RABI paid out £1.4m in 2018 to support retired and elderly farmers

The charity also offers financial support for elderly and disabled farming people to continue living safely in their own homes
The charity also offers financial support for elderly and disabled farming people to continue living safely in their own homes

A farming charity has paid out more than £1.4m in regular grants last year to financially support retired, elderly, and disabled farmers.

The Royal Agricultural Benevolent Institution (RABI), a welfare charity which offers financial support to farmers in hardship, paid out the huge sum of money during 2018.

Around 84% of all the people the charity helps are no longer working, with many having retired or stopped farming due to sickness.

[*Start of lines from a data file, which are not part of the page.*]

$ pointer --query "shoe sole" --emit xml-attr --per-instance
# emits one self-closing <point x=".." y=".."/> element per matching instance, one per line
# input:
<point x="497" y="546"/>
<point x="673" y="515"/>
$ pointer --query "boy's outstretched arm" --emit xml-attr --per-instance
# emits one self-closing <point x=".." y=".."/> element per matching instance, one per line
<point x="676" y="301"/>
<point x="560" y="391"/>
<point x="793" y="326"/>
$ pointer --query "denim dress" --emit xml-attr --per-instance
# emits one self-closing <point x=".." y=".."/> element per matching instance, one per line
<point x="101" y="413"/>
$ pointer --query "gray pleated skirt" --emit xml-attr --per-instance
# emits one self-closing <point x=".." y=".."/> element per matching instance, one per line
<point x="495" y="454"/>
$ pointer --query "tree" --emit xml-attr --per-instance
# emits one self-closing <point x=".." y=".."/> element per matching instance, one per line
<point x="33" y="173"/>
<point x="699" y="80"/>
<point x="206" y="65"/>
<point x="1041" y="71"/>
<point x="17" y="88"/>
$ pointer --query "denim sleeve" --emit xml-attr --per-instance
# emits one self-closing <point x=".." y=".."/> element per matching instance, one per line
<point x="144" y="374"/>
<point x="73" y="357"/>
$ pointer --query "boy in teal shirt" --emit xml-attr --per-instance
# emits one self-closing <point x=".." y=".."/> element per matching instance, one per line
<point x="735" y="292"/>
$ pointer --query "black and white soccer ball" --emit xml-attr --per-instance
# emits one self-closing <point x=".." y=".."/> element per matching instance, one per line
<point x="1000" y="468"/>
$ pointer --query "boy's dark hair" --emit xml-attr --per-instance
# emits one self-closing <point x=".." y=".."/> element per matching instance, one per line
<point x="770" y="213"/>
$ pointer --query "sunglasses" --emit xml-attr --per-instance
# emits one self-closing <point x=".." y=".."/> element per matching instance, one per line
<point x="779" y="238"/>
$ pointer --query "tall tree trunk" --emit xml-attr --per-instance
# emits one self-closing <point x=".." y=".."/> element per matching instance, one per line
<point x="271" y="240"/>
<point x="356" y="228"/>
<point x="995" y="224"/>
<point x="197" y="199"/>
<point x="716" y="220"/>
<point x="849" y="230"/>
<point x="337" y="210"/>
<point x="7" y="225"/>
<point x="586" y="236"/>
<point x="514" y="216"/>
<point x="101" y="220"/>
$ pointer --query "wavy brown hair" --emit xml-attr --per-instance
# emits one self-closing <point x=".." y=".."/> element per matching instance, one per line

Alicia Chivers, CEO of RABI, said: “People are sometimes surprised to discover that we support retired farmers as well as working ones. In fact our reach goes a whole lot wider than that to include retired farm workers, dependants, widows and widowers.

“Our aim is to be there for ‘farming people’ throughout their lives, not just during the days when they’re fit enough to work the land and help put food on our plates.”

The charity also offers financial support for elderly and disabled farming people to continue living safely in their own homes.

In 2018, it paid around £190k to fund disability equipment, aids, home adaptions and home help.

It also helps those who have moved or would like to move into care homes. Last year, around £197k went towards covering the shortfall between individual funding from local authorities and care home fees.

RABI runs two of its own residential care homes: Beaufort House in Burnham-on-Sea, Somerset and Manson House in Bury St Edmunds, Suffolk. Each of the homes can accommodate more than 30 residents, who are often from a farming background.